I owned a show horse with only one eye for many years. We retired her and only rode her on trails, but she did very well. The only thing I ever had to really watch was the kids being on the ground on that side. She might not see them and hit them with her head. Otherwise, she adjusted very well. We even drove her with a cart. She lived to be 32 years old and then lost sight in her other eye. We had her for another year, completely blind. I don't recommend this for very long. It is just not fair when they are this old. We loved her and she was a great horse despite her disability. Don't underestimate the horse's ability to adapt and thrive.
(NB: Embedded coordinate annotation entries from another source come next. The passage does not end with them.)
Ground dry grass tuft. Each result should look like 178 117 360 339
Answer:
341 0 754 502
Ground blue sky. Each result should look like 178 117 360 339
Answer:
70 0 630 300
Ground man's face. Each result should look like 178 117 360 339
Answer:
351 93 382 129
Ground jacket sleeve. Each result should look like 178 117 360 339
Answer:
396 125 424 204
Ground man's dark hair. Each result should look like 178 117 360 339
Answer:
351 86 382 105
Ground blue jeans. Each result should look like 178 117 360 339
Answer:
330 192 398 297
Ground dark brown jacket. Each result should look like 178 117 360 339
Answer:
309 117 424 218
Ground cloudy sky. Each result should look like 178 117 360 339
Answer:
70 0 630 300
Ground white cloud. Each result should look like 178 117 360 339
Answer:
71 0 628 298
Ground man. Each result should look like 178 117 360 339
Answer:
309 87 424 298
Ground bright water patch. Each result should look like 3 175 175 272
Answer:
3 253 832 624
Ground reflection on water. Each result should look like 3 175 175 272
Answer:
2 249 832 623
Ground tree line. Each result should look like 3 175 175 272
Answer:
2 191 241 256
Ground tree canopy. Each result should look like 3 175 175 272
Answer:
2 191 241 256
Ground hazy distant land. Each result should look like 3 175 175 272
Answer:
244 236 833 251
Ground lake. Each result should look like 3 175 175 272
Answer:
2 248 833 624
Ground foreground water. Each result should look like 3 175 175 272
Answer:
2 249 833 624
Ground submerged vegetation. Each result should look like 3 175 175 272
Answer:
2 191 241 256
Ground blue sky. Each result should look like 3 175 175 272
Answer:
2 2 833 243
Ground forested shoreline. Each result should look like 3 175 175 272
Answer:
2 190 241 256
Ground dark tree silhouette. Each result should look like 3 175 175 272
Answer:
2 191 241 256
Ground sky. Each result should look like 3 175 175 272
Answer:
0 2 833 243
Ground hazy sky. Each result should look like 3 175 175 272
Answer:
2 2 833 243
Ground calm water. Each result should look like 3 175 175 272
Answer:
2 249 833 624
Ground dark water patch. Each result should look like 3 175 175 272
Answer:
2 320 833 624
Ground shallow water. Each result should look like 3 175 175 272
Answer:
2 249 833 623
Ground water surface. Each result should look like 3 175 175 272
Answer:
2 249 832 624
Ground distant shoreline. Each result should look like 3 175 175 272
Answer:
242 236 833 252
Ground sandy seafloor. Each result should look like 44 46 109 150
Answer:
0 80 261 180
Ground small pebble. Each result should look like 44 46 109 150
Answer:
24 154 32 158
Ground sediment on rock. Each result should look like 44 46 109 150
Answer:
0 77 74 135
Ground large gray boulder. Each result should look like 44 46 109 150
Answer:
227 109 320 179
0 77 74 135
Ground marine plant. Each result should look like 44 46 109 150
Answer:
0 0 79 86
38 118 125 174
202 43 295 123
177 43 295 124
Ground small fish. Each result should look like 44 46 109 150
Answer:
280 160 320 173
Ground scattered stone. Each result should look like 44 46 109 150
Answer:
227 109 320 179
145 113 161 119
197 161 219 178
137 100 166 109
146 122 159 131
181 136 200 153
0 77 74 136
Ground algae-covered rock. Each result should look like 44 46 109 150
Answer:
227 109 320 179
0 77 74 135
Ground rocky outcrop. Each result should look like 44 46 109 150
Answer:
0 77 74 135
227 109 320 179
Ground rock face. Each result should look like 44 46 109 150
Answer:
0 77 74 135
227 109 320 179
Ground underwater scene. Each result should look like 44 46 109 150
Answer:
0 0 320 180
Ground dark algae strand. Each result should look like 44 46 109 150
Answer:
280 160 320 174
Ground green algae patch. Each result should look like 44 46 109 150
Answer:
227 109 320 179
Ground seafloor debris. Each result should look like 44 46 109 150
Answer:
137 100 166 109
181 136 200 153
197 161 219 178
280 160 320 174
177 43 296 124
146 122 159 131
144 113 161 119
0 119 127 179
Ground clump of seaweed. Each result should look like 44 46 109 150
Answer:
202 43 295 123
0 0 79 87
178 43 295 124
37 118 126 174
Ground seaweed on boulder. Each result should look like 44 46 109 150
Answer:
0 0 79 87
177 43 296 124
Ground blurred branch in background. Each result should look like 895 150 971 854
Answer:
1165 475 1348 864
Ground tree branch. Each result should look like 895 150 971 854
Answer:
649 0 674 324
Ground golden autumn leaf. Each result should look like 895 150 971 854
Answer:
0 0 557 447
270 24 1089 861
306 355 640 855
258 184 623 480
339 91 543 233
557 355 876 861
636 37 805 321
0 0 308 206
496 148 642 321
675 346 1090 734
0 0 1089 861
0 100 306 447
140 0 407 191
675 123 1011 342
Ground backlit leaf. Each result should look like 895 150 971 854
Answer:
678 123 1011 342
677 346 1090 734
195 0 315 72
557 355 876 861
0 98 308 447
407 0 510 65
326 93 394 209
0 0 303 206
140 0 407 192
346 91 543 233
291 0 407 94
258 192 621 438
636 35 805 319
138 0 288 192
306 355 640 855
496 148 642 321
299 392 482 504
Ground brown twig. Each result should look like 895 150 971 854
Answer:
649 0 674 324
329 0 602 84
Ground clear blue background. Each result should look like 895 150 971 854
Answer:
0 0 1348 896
Me and another girl here are sharing a horse right now. If she sems this thread she will probably reply as well. But the Appaloosa mare is pregnant as of right now and she blind in one eye. And when we first bought her we rode her by a BIG fan on her blind side and it didn't bother her a bit. We also rode her between to closely parked cars and she didn't mind. But she has been blind in that eye for over 9 years easily. I also think she may be going deaf or something. I was on her blind side and was talkign to her and when I touched her face it scared her to death. So make sure you always approach from the non blind side and work your way around unless you make sure they hear you loud and clear. I took one of the pictures standing directly behind her rear. And the one with me riding. I was riding in the dark and in the snow. And it was only the 2nd time I had ever ridden her. And she did fantastic even bareback.
There is also to be known completely blind horses to compete and horses that are blind in one eye to still compete in shows and such.
No, I don't think it's fair to them either, but I can understand how attached you can get to them.
I've seen a few people try to find homes for totally blind horses. I don't think that's fair either, to take them from familiar surroundings and put them in a strange place when they are totally blind. Unless of course it's an emergency or a rescue.
you can do anything with a blind horse. With enough training and trust.
And here are some rescues for blind horses. Flurry's Hope HorseNet Horse Rescue
I know there is more and there is also an awesome video of a family who started a rescue specifically for blind horses but I can't seem to find it.
I owned an appy that went blind in her right eye - she was about 20. The eye had that cloudy look, but otherwise was healthy. She was totally fine and you could ride her and you'd never know she was blind.